There's quite a lot in here about how various researchers have implemented mindset-shifting programs in numerous settings, from “last chance” inner-urban schools to video game players … the subjects that got the messaging were able to re-frame threats into “challenges”, and overcome what previously seemed insurmountable.

The author shows that there are a lot more dimensions to stress-response than the familiar “fight or flight” dichotomy … she also proposes a “tend and befriend” aspect, which is typified by those who have been through horrific experiences frequently devoting their lives to help others. In this form, substances such as oxytocin, dopamine, and serotonin come into play, directly shifting how the brain is relating to situations around it.

A third modality she presents really hit home for me, the “defeat response” … which I feel is more prevalent than one would want to think:
The defeat response is a biologically hardwired response to repeated victimization that leads to loss of appetite, social isolation, depression, and even suicide. Its main effect is to make you withdraw. You lose motivation, hope, and the desire to connect with others. It becomes impossible to see meaning in your life, or to imagine any action you could take to improve the situation. Not every loss or trauma leads to a defeat response – it kicks in only when you feel that you have been beaten by your circumstances or rejected by your community. In other words, when you think there is nothing left that you can do and nobody who cares.
Yeah, it sounds like she's been reading my poetry!
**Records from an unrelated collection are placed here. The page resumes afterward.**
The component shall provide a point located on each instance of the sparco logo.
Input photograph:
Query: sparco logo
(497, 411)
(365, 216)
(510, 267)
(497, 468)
The book is full of lots of stories from school systems, corporations, governmental programs, and psychological research which offer examples where the sort of mindset adjustment making stress appear as a beneficial factor in one's experience lead to vastly improved results versus “control” groups that got no messaging, or groups who were unfortunately exposed to “stress is bad” messages … results that not only were notable in their statistics, but also appear to have long-lasting effects.

Now, the copy I have is an “ARC” – advance reading copy – which often does not represent the final format of the book … I'm hoping that the published version (which came out last month) has set up the “exercises” in a more structured way, as they're easy to miss here, and they offer a lot of benefit … it would be great if those were in “boxes” or somehow otherwise set outside the general flow of the text, making them easier to find and refer back to. That was one of my few gripes with The Upside of Stress.

As the author somewhat intimates at points, even reading the book may have the sort of mindset-shifting effect to move the reader towards a more positive interface with stress … after all, if a 3-minute video on how stress can be a positive factor can change physical responses, how much more would reading a 300-page book with the same message help make those changes? While I'm not suggesting this is a “magic pill” for stress … stranger things (NLP, placebos performing better than actual drugs, various spiritual practices) have happened. In any account, it's an interesting read, and I can't think of anybody whose existence is sufficiently stress-free that they wouldn't get something out of this. As noted, it's only been out a month as of this writing, so your odds are pretty good of finding it in your local bookstore … and the on-line guys seem to have the hardcover for about a third off of cover price at the moment. I must admit, the caveats outlined at the top of this review still hang over this a bit … I hope that what McGonigal is outlining here is real and that the research will eventually come to solidify this version of stress, replacing the “tortured rats” model of Selye and his followers … but on some levels it has that “too good to be true” scent, making me hold off of a 100% endorsement of it.